GPT4-omni VLM#
In this notebook we will use the vision language model GPT4 Omni to inspect an image.
import openai
from skimage.io import imread
import stackview
from image_utilities import numpy_to_bytestream
import base64
from stackview._image_widget import _img_to_rgb
Example image#
First we load a medical tomography image.
mri = imread("data/Haase_MRT_tfl3d1.tif")[100]
stackview.insight(mri)
|
We will now send the image to ChatGPT and ask it the same questions.
def prompt_chatGPT(prompt:str, image, model="gpt-4o"):
"""A prompt helper function that sends a message to openAI
and returns only the text response.
"""
rgb_image = _img_to_rgb(image)
byte_stream = numpy_to_bytestream(rgb_image)
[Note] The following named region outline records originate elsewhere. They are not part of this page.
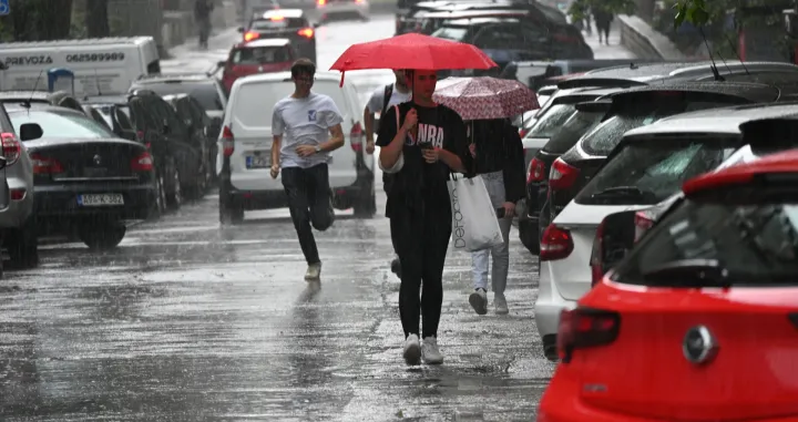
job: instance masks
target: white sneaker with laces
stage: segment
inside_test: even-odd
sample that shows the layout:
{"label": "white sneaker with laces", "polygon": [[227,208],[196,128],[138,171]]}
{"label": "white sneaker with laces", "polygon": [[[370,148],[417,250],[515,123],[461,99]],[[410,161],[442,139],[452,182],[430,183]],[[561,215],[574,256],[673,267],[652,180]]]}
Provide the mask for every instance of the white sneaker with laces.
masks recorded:
{"label": "white sneaker with laces", "polygon": [[469,296],[469,303],[474,308],[477,315],[488,313],[488,294],[483,289],[475,289],[471,296]]}
{"label": "white sneaker with laces", "polygon": [[493,295],[493,306],[495,307],[497,315],[508,315],[510,309],[507,307],[507,299],[504,295]]}
{"label": "white sneaker with laces", "polygon": [[427,364],[443,363],[443,354],[441,354],[440,349],[438,349],[438,339],[434,337],[424,339],[423,346],[421,346],[421,354]]}
{"label": "white sneaker with laces", "polygon": [[308,270],[305,271],[306,281],[316,281],[321,277],[321,263],[310,264]]}
{"label": "white sneaker with laces", "polygon": [[419,364],[421,362],[421,347],[419,346],[418,336],[410,334],[405,340],[402,357],[407,364]]}

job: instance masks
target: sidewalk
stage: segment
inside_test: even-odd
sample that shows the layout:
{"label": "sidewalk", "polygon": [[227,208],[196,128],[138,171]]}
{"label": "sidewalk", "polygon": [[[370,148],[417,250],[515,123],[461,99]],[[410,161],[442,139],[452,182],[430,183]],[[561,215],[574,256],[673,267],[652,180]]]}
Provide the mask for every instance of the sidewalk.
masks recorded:
{"label": "sidewalk", "polygon": [[[625,47],[621,45],[621,33],[617,30],[617,24],[613,22],[610,28],[610,45],[598,43],[598,31],[595,28],[595,23],[592,23],[593,31],[589,35],[582,31],[587,45],[593,49],[594,59],[634,59],[635,55],[626,50]],[[603,41],[603,40],[602,40]]]}

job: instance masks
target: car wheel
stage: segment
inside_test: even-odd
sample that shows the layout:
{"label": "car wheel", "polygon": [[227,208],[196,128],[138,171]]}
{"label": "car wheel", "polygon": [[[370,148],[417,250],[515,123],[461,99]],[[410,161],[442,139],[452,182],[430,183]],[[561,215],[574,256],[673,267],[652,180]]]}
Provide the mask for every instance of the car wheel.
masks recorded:
{"label": "car wheel", "polygon": [[532,254],[540,255],[540,234],[538,233],[538,222],[529,219],[519,222],[519,239],[523,246]]}
{"label": "car wheel", "polygon": [[90,249],[109,250],[122,243],[126,233],[124,223],[105,222],[81,226],[78,236]]}
{"label": "car wheel", "polygon": [[35,216],[28,217],[22,227],[11,233],[6,247],[14,268],[29,269],[39,265],[39,234]]}

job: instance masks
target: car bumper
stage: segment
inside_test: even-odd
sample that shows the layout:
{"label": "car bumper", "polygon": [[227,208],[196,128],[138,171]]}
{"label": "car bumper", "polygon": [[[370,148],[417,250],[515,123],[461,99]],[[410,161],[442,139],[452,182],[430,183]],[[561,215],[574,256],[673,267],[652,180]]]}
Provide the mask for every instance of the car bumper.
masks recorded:
{"label": "car bumper", "polygon": [[[81,206],[81,194],[121,194],[124,205]],[[35,186],[35,213],[45,220],[64,220],[80,217],[109,217],[121,220],[142,220],[150,216],[157,198],[157,189],[146,184],[70,184]]]}

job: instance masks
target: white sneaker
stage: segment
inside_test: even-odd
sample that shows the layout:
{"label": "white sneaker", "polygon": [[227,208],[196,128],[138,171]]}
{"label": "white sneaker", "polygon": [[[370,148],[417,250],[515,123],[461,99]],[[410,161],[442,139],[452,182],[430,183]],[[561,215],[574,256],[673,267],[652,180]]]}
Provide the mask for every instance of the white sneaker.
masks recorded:
{"label": "white sneaker", "polygon": [[510,309],[507,307],[507,299],[504,295],[493,295],[493,307],[495,307],[497,315],[508,315]]}
{"label": "white sneaker", "polygon": [[321,277],[321,263],[310,264],[308,270],[305,271],[306,281],[316,281]]}
{"label": "white sneaker", "polygon": [[418,342],[418,336],[410,334],[407,340],[405,340],[402,357],[407,364],[419,364],[421,362],[421,347]]}
{"label": "white sneaker", "polygon": [[443,363],[443,354],[438,349],[438,339],[434,337],[428,337],[424,339],[423,346],[421,346],[421,354],[424,357],[427,364],[441,364]]}
{"label": "white sneaker", "polygon": [[475,289],[471,296],[469,296],[469,303],[474,308],[477,315],[488,313],[488,294],[483,289]]}

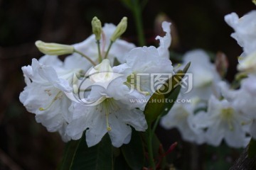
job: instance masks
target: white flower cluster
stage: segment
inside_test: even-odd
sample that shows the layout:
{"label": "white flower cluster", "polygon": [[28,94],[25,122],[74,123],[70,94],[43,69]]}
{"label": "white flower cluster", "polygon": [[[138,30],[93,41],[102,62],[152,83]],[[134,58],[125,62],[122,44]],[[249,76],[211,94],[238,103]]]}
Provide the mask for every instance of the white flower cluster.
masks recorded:
{"label": "white flower cluster", "polygon": [[[225,21],[234,30],[231,36],[243,48],[239,57],[239,89],[232,89],[221,80],[206,53],[195,50],[185,55],[191,61],[193,90],[179,98],[191,98],[190,103],[175,103],[161,120],[165,128],[176,128],[182,137],[197,144],[220,144],[223,140],[233,147],[245,147],[256,139],[256,11],[242,18],[232,13]],[[239,76],[238,76],[239,77]]]}
{"label": "white flower cluster", "polygon": [[[125,30],[126,18],[117,27],[105,24],[102,28],[97,18],[92,22],[95,34],[80,43],[36,42],[50,55],[33,59],[31,65],[22,67],[26,86],[20,101],[36,114],[38,123],[58,132],[63,141],[78,140],[85,130],[88,147],[108,133],[112,145],[119,147],[129,142],[131,126],[138,131],[148,128],[143,113],[146,103],[130,99],[146,101],[154,92],[147,79],[142,80],[139,89],[148,93],[132,89],[131,75],[173,73],[168,51],[171,23],[162,23],[166,35],[156,38],[160,41],[156,48],[136,47],[117,39]],[[64,62],[54,55],[63,54],[70,54]],[[114,65],[115,59],[120,64]]]}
base64_image = base64.b64encode(byte_stream).decode('utf-8')
message = [{"role": "user", "content": [
{"type": "text", "text": prompt},
{
"type": "image_url",
"image_url": {
"url": f"data:image/jpeg;base64,{base64_image}"
}
}]}]
# setup connection to the LLM
client = openai.OpenAI()
# submit prompt
response = client.chat.completions.create(
model=model,
messages=message
)
# extract answer
return response.choices[0].message.content
prompt_chatGPT("what's in this image?", mri, model="gpt-4o")
'This image shows an MRI scan of a human head, focusing on a sagittal view of the brain. You can see the side profile of the brain, including the cerebrum, cerebellum, and brainstem, along with parts of the nasal and oral cavities.'
Exercise#
Use a vision-language model to determine the content of an image, e.g. membrane2d.tif
. Ask the model to differentiate these cases:
An image with bright blob-like structures
An image with membrane-like structures such as lines or meshes
Make sure the model response with the case only and no detailed explanation.